# Weight-loss thread



## xymenah (Jul 1, 2011)

I'm not sure where the old one ran off to so I thought I'd start a new one for all of us in the journey. Sometimes we need a little kick in the rear or support from our online friends to keep us on track. For those of you who have already lost your weight and are in maintain mode or your just trying to get healthy you can post here too. I'll start with my story. 

I'll start off by saying I've never been skinny save for one time. I was always the fat weird kid in school and with a mother who was an avid baker filled me with sweets for love. The singular time I was skinny was late in 2005. At age 11 I decided I was going to starve myself to death before the world ended. It was seriously dumb. It was only a few months but I got skinny because I literally ate nothing and drank very little water. 

By 2007 I was back up to 175lbs but by 2009 I was at 240lbs. Depression took over for a while and in 2011 I was up to 290lbs. The 300 number scared me enough that I maintained at that weight until late 2013. That's when I moved and got happy. I'm away from my mother and working on a farm which is my happy place. I don't work out(other than work related) and I'm not eating 100% like I should but I'm down to 240lbs now. I've lost most of that in the last 8 months. 

Next year I plan to be down to 200lbs or hell maybe I'll go lower if I try and get where I want to maintain. I have no desire to be thin just heathy and happy. I'm not the type of person that can work out in a gym. I get super bored and discouraged so I just work more at my job and work with my animals. Riding a cousins horse every day. Walking with my goats and training them to be draft animals. I just need to stop being a grazer in the kitchen when I get bored so I try to kick myself outside when I get that urge.

I'm not as active on here as I used to be because of this. Sitting on the computer all day got me here in the first place so I won't be updating this a bunch. Plus I don't own a weight scale. So update would go like "I feel thinner today". Lol


----------



## CritterCarnival (Sep 18, 2013)

Right there with you, I've gotten very unhealthy over the past number of years. I've been trying to sort through some long term nerve and pain issues which have made me wayyyy too sedentary. And I'm a voracious reader/learner, so my escape has been the internet...endless knowledge at your finger tips, just amazing. I loose all track of time when I find an intriguing subject to explore...:type: But I forget that I'm hurting, so...

I can't do the gym thing either, except for swimming, and can't afford a membership anyway.
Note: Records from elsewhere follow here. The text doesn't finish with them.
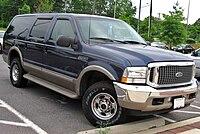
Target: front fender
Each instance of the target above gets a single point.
(104, 68)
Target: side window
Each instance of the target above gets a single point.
(40, 28)
(20, 26)
(62, 28)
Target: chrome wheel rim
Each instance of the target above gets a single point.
(15, 72)
(104, 106)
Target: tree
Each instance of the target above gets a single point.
(24, 10)
(155, 28)
(173, 31)
(44, 6)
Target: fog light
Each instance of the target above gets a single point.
(192, 96)
(158, 101)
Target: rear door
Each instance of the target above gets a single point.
(61, 63)
(36, 44)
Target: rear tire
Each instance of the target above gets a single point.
(16, 74)
(100, 105)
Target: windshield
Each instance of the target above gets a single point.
(1, 34)
(108, 30)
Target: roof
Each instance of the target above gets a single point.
(68, 14)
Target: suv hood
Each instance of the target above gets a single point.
(141, 55)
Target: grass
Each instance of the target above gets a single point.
(196, 46)
(3, 29)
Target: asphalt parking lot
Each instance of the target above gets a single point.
(35, 109)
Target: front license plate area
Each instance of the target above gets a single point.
(179, 103)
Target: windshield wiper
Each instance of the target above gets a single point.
(101, 38)
(134, 42)
(123, 42)
(107, 39)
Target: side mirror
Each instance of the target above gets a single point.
(194, 53)
(148, 43)
(65, 41)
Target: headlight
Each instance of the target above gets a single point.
(134, 75)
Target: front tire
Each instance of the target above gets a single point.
(100, 105)
(16, 74)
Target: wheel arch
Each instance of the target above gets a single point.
(14, 52)
(95, 73)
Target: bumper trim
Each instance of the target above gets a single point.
(139, 97)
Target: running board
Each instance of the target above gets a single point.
(51, 86)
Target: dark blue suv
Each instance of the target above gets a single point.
(100, 60)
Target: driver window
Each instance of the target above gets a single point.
(62, 28)
(198, 53)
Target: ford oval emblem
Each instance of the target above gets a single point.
(179, 74)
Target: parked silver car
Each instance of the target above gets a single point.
(1, 41)
(195, 55)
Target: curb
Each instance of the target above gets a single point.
(170, 126)
(129, 128)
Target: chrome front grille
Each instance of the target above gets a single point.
(170, 73)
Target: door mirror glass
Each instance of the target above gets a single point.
(194, 53)
(65, 41)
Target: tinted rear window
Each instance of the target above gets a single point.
(20, 26)
(40, 28)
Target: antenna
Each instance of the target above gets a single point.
(89, 29)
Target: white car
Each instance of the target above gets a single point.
(196, 57)
(1, 41)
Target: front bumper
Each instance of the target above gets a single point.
(142, 98)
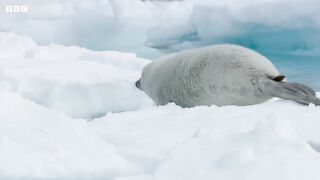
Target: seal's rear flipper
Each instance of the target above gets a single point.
(289, 91)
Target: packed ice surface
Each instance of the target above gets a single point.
(70, 113)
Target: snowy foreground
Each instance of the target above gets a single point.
(68, 113)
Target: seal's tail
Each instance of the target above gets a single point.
(289, 91)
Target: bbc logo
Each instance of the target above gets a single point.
(16, 8)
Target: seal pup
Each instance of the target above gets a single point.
(218, 75)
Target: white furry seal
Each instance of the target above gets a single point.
(219, 75)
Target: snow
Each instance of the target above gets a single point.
(72, 113)
(79, 82)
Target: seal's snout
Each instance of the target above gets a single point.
(138, 84)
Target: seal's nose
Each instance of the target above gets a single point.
(138, 84)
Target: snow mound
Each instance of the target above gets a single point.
(36, 142)
(46, 91)
(77, 81)
(266, 141)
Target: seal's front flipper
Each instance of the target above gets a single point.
(289, 91)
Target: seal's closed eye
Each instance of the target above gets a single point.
(278, 78)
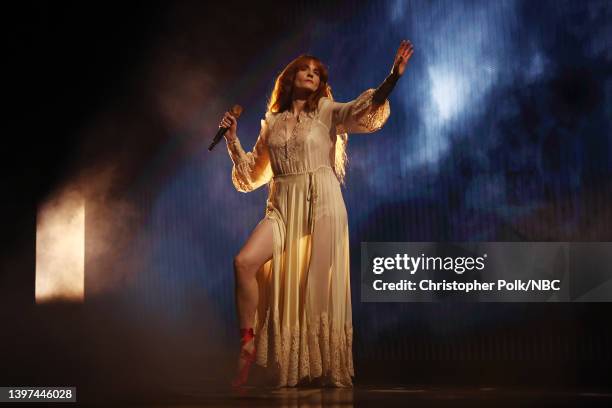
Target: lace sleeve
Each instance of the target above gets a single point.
(252, 169)
(360, 115)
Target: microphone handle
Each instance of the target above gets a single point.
(217, 138)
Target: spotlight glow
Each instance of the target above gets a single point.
(60, 249)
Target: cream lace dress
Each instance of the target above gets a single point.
(303, 323)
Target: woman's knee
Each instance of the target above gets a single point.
(243, 266)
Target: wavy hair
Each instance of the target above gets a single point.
(282, 95)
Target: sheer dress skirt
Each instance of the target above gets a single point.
(303, 322)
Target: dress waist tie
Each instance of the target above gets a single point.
(311, 195)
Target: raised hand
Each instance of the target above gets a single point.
(404, 52)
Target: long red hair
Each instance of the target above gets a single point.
(282, 93)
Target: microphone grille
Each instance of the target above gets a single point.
(236, 111)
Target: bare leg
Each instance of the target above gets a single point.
(256, 251)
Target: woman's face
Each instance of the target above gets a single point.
(308, 77)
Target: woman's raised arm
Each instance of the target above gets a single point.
(370, 110)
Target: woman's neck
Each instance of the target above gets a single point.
(297, 105)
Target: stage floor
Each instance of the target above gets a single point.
(382, 396)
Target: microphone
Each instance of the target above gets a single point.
(236, 111)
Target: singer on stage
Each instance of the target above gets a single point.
(293, 293)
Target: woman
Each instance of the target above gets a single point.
(293, 292)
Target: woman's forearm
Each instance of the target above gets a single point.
(384, 90)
Having all the critters here at home has kind of backfired as motivation too. I go out and see everybody so many times through out the day when I take breaks from the computer, that it seems like I'm _always_ out there. But I'm not really out there _doing _anything but loving on the kids...nothing gets accomplished except goat spoilage!! :laugh:

So, I've been trying to plan out some things to do with the critters to get out and get moving more. I've got a nice little horse who was just barely started last year that has been a pasture puff / lawn mower ever since...I _will_ get her restarted and riding well this year!!

As soon as the weather warms up and I can wash the buck stink off of my wether (Splash loovvvesss his buddy :slapfloor he is going to learn to pull a wagon or cart. :cart:

And we are wanting to make it to a few shows with our Nubians this coming year, too. So we'll have to get some handling done and learn all about that part of having goats.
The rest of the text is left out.